Markdown Author: Jessie Bell, 2023
Libraries Used: tidyverse, gt, ggplot2
Answers: Pewter Blue
View Jessie’s data wrangling here.
I tried for about 2 hours to figure out how to host my files in GitHub and embed them into my R Markdown. The best I could come up with was the link above (😔) but I know there is a better way! I intend to embed a .txt file that automatically downloads to your computer when you click it.
fishiesData <- read.csv("fishies_cleaned.csv") #apparently I assigned NA to every blank cell in excel. Edited below via subsetting instead of going back to excel.
fishiesData <- subset(fishiesData, Month <10)
fishiesData <- fishiesData %>% #using this to change month names so they show up in the table as actual month name (Itried an if else statement, but couldnt figure out how to list multiple arguments in it.)
mutate(Months = case_when(
Month == 5 ~ "May",
Month == 6 ~ "June",
Month == 7 ~ "July",
Month == 8 ~ "August",
Month == 9 ~ "September"))
fishiesDataTable <- fishiesData |>
drop_na(DO_mgperL) |>
group_by(Months) |>
summarise(Mean_Temp = mean(temp_c),
Mean_DO = mean(DO_mgperL))
gt(fishiesDataTable) |>
opt_table_font(google_font("Caveat")) #no necessary library for Google Fonts, just use google_font() function. BTW, opt_table_font() function comes with gt and can be used to change font on gt table.
| Months | Mean_Temp | Mean_DO |
|---|---|---|
| August | 7.744185 | 2.119836 |
| July | 7.516663 | 1.848069 |
| June | 8.578735 | 2.943225 |
| May | 8.069267 | 2.703870 |
| September | 7.809440 | 1.383814 |
fishiesDataTable2 <- fishiesData |>
drop_na(SleNAer.Sole) |>
group_by(Months) |>
summarise(Mean_Temp = mean(temp_c),
SD_Temp = sd(temp_c),
Mean_slendersole = mean(SleNAer.Sole),
SD_slendersole = sd(SleNAer.Sole))
gt(fishiesDataTable2) |>
opt_table_font(google_font("Caveat"))
| Months | Mean_Temp | SD_Temp | Mean_slendersole | SD_slendersole |
|---|---|---|---|---|
| August | 7.830281 | 1.0314430 | 59.58333 | 105.4253 |
| July | 7.516663 | 0.3824471 | 64.26829 | 173.4604 |
| June | 8.578735 | 1.0351033 | 90.70588 | 176.1962 |
| May | 8.069267 | 0.1470770 | 543.33333 | 484.1656 |
| September | 7.809440 | 0.2104897 | 392.80000 | 344.8263 |
#checking the distribution
fishiesData$log_SleNAer.Sole = log(fishiesData$SleNAer.Sole+1)# I added 1 because the data contained 0s.
fishiesData$log_temp_c = log(fishiesData$temp_c+1) #I didthe same thing to temp.
ggplot(fishiesData, aes(log_temp_c))+
geom_histogram(fill="#d577ff", bins=30)+
labs(title = "Temperature Log Transformation Distribution", x = "Log Transformed Temperature", caption = "Figure 1: Displaying distribution of the log temperature + 1 for fishiesData.csv")+
theme(plot.caption = element_text(hjust = 0))
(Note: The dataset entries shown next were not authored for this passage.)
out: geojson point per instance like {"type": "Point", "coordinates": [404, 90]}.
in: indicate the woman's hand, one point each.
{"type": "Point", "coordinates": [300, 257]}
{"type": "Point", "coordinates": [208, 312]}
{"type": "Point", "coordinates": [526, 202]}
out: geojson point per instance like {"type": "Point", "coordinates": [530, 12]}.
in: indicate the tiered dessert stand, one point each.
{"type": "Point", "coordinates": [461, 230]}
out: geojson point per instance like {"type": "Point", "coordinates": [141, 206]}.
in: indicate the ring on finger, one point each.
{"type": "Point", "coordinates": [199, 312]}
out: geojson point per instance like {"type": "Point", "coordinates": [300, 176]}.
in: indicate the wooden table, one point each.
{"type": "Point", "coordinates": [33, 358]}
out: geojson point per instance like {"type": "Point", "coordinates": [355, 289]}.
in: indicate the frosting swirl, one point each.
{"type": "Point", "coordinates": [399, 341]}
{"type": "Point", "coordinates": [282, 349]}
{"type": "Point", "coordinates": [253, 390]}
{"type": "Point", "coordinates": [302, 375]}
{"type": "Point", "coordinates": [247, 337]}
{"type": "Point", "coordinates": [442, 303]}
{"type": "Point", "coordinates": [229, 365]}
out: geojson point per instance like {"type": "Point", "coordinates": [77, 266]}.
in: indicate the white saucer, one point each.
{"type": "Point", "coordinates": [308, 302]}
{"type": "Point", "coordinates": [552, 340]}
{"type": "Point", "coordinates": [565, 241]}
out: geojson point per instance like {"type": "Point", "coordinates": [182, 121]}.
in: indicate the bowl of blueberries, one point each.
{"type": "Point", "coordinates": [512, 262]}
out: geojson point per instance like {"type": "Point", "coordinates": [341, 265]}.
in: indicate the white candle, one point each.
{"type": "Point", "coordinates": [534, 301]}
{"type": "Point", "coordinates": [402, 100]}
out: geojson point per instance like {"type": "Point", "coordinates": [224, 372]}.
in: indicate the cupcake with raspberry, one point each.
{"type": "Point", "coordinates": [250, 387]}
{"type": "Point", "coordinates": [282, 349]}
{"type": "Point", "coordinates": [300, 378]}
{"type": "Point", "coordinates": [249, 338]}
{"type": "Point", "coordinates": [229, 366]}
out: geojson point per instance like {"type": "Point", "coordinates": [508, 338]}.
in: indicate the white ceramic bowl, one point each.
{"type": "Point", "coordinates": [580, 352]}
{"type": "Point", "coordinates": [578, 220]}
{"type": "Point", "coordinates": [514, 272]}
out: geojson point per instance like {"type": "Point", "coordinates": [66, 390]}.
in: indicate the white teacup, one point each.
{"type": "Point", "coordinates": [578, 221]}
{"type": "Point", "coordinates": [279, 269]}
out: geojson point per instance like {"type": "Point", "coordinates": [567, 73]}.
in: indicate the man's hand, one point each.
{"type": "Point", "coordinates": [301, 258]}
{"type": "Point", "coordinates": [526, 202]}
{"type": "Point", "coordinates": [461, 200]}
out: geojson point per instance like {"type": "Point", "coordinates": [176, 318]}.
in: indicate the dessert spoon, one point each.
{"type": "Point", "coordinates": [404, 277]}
ggplot(fishiesData, aes(log_SleNAer.Sole))+
geom_histogram(fill="#aec344",bins=30)+
labs(title = "Slender Sole Fish Count Log Transformation Distribution", x = "Log Transformed Slender Sole", caption = "Figure 2: Displaying distribution of the log slender sole fish count + 1 for fishiesData.csv")+
theme(
plot.caption = element_text(hjust = 0)
)#there is still a right skew. :(
ggplot(fishiesData, aes(temp_c, SleNAer.Sole, color=Months))+
geom_point()+
labs(title="Temperature vs. Fish Frequency", x="Temperature", y="Slender Sole Frequency", caption = "Figure 3: Displaying data to demonstrate a relationship between frequency data and numerical data.")
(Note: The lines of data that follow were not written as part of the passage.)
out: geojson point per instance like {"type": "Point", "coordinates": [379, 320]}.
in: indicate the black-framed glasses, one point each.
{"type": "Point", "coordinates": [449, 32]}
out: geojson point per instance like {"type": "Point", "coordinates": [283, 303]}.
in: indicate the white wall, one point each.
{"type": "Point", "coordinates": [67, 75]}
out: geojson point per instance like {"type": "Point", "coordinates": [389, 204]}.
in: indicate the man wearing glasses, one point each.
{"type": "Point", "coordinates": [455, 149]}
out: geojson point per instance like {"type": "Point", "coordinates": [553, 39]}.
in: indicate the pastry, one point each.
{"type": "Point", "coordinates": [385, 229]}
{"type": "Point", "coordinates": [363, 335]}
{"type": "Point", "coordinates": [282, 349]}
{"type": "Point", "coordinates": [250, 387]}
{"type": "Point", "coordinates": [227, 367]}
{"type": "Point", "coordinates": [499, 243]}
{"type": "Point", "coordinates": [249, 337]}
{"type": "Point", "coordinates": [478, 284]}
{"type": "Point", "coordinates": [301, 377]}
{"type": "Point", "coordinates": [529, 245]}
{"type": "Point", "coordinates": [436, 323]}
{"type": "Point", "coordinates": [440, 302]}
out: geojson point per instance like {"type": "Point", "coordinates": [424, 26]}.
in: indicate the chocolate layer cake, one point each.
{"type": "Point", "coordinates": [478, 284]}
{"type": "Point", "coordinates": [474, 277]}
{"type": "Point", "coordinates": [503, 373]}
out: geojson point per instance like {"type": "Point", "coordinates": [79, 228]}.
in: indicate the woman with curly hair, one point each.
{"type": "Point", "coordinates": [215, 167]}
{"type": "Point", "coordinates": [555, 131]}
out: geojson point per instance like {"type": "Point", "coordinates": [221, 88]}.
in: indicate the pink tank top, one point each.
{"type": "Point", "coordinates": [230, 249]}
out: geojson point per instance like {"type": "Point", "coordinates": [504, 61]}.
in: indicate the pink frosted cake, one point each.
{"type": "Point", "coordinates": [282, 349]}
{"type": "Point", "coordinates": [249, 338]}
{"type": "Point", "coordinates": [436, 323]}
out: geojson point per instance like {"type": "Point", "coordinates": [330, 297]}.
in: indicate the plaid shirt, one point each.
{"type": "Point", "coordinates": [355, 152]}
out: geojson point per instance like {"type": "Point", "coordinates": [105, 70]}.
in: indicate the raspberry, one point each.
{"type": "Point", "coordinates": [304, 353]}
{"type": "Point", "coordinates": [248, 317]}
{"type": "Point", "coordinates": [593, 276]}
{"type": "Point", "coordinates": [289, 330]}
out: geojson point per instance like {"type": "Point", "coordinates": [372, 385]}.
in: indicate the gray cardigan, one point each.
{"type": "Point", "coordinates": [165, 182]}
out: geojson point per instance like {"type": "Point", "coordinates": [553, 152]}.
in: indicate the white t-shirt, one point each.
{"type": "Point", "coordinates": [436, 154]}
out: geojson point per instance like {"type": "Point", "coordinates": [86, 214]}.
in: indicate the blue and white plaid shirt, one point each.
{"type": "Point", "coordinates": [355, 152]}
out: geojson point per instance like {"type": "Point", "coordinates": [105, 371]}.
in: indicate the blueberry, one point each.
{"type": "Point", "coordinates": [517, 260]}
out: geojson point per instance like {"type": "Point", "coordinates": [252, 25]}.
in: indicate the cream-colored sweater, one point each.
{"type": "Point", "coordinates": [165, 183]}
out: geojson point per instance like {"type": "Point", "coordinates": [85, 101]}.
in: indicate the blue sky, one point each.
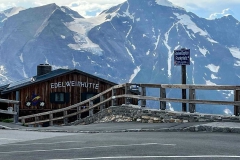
{"type": "Point", "coordinates": [203, 8]}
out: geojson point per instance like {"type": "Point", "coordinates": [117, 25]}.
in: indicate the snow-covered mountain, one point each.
{"type": "Point", "coordinates": [131, 42]}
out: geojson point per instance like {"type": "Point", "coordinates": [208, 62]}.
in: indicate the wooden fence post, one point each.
{"type": "Point", "coordinates": [114, 101]}
{"type": "Point", "coordinates": [192, 106]}
{"type": "Point", "coordinates": [143, 93]}
{"type": "Point", "coordinates": [90, 110]}
{"type": "Point", "coordinates": [16, 108]}
{"type": "Point", "coordinates": [50, 119]}
{"type": "Point", "coordinates": [78, 115]}
{"type": "Point", "coordinates": [127, 89]}
{"type": "Point", "coordinates": [65, 119]}
{"type": "Point", "coordinates": [23, 121]}
{"type": "Point", "coordinates": [36, 119]}
{"type": "Point", "coordinates": [162, 95]}
{"type": "Point", "coordinates": [236, 98]}
{"type": "Point", "coordinates": [102, 106]}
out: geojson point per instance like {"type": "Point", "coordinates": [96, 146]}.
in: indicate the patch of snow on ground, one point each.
{"type": "Point", "coordinates": [203, 51]}
{"type": "Point", "coordinates": [227, 111]}
{"type": "Point", "coordinates": [235, 52]}
{"type": "Point", "coordinates": [186, 20]}
{"type": "Point", "coordinates": [208, 82]}
{"type": "Point", "coordinates": [214, 77]}
{"type": "Point", "coordinates": [14, 11]}
{"type": "Point", "coordinates": [166, 3]}
{"type": "Point", "coordinates": [213, 68]}
{"type": "Point", "coordinates": [130, 54]}
{"type": "Point", "coordinates": [148, 52]}
{"type": "Point", "coordinates": [21, 58]}
{"type": "Point", "coordinates": [237, 64]}
{"type": "Point", "coordinates": [211, 40]}
{"type": "Point", "coordinates": [135, 72]}
{"type": "Point", "coordinates": [81, 27]}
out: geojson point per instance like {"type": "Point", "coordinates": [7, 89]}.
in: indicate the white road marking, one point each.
{"type": "Point", "coordinates": [144, 157]}
{"type": "Point", "coordinates": [28, 144]}
{"type": "Point", "coordinates": [67, 149]}
{"type": "Point", "coordinates": [9, 139]}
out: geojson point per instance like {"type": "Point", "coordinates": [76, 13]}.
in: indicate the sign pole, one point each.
{"type": "Point", "coordinates": [184, 105]}
{"type": "Point", "coordinates": [182, 58]}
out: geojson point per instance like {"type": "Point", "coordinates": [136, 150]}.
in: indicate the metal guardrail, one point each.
{"type": "Point", "coordinates": [110, 95]}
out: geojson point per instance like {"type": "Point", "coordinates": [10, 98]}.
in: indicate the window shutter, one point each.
{"type": "Point", "coordinates": [52, 97]}
{"type": "Point", "coordinates": [67, 97]}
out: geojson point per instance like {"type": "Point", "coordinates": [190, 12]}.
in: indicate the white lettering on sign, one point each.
{"type": "Point", "coordinates": [74, 84]}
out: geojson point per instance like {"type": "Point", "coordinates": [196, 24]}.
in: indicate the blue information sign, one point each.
{"type": "Point", "coordinates": [182, 57]}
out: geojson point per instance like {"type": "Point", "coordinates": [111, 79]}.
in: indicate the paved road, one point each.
{"type": "Point", "coordinates": [26, 145]}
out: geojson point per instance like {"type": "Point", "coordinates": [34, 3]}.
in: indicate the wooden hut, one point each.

skatesum <- sum(fishiesData$Big.Skate, na.rm = T)/length(fishiesData)#not large enough %
solesum <- sum(fishiesData$SleNAer.Sole, na.rm = T)/length(fishiesData)
poachersum <- sum(fishiesData$Warty.Poacher, na.rm = T)/length(fishiesData)
a<- apply(fishiesData[15:28], 2, sum) #trying the above using the apply function
#OMG WTF. I just changed the second number to 2 in the function and it popped out with the table I wanted. That is crazy. I spent so much time trying to figure out what this code meant.
b<- data.frame(a/length(fishiesData)) #Warty poacher (Warty.Poacher) and slender sole (SleNAer.Sole)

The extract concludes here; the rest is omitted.